Last year, of course, the COVID-19 pandemic dampened the entirety of the holiday season. None of my colleagues asked me about my plans, and they had very good reason not to invite me while we were all waiting to see when we could get vaccinated. Even though family gatherings were taking place across the country, the pandemic looming over all our heads made it easier to think of that November and December’s usual activities as being on hold for more than just my usual personal reasons. I think that I might have still missed the old routines from my earliest years, but we were all dealing with much more pressing concerns that November. Not getting to eat a few special foods didn’t seem to matter much in the wake of all the other problems we were dealing with.
It feels like there’s more of a push than ever right now to make this year’s Thanksgiving festivities return to the closest thing to “normal” that we had before the pandemic. In spite of all the problems that are still persisting across the country, lots of people seem to really need a Thanksgiving like they used to have, and I can certainly understand that impulse. If all this pandemic stuff had happened when I was younger, I probably would have been eager to have Thanksgiving “like usual” after taking a year off.
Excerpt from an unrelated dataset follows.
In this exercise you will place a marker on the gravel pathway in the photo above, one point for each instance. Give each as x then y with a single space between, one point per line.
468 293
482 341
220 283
If Mom was still alive, then I might have even pushed for us to do something similar, even if I had to do all the preparations, just to thank her for all the Thanksgiving dinners she cooked up back in the day.
What’s been so strange about this year is that more than any of the other things surrounding Thanksgiving, I’m remembering the taste of turkey right now. Mom got me a vegetarian turkey substitute once, about a decade or so ago, and while I ate it up, it still reminded me of how I really didn’t care for turkey back when I still ate meat. Then again, that’s been the case for pretty much everything I used to eat before I went vegetarian; I’ve never really looked back on that decision, and I’m fairly confident that as long as I can control my own food choices, I’ll remain a vegetarian for the rest of my life.
Fixating on the taste of turkey this time of year isn’t unusual in and of itself, but I can’t figure out why this year, of all years, that’s my most dominant memory of Thanksgivings past. This past weekend was a painful one for many Wisconsinites — I could feel the change when I went to campus this morning — so it’s difficult for me to tell just how my mood may be getting affected right now by missing the old holiday celebrations, but I can tell that this Thanksgiving break won’t be that easy for me. I’m pretty sure that I’ll be okay, but I may spend a good part of my days off later this week just reminiscing about the good parts of my earlier holidays. Things aren’t about to get any easier, and I need all the good energy I can get to help me through the challenges ahead.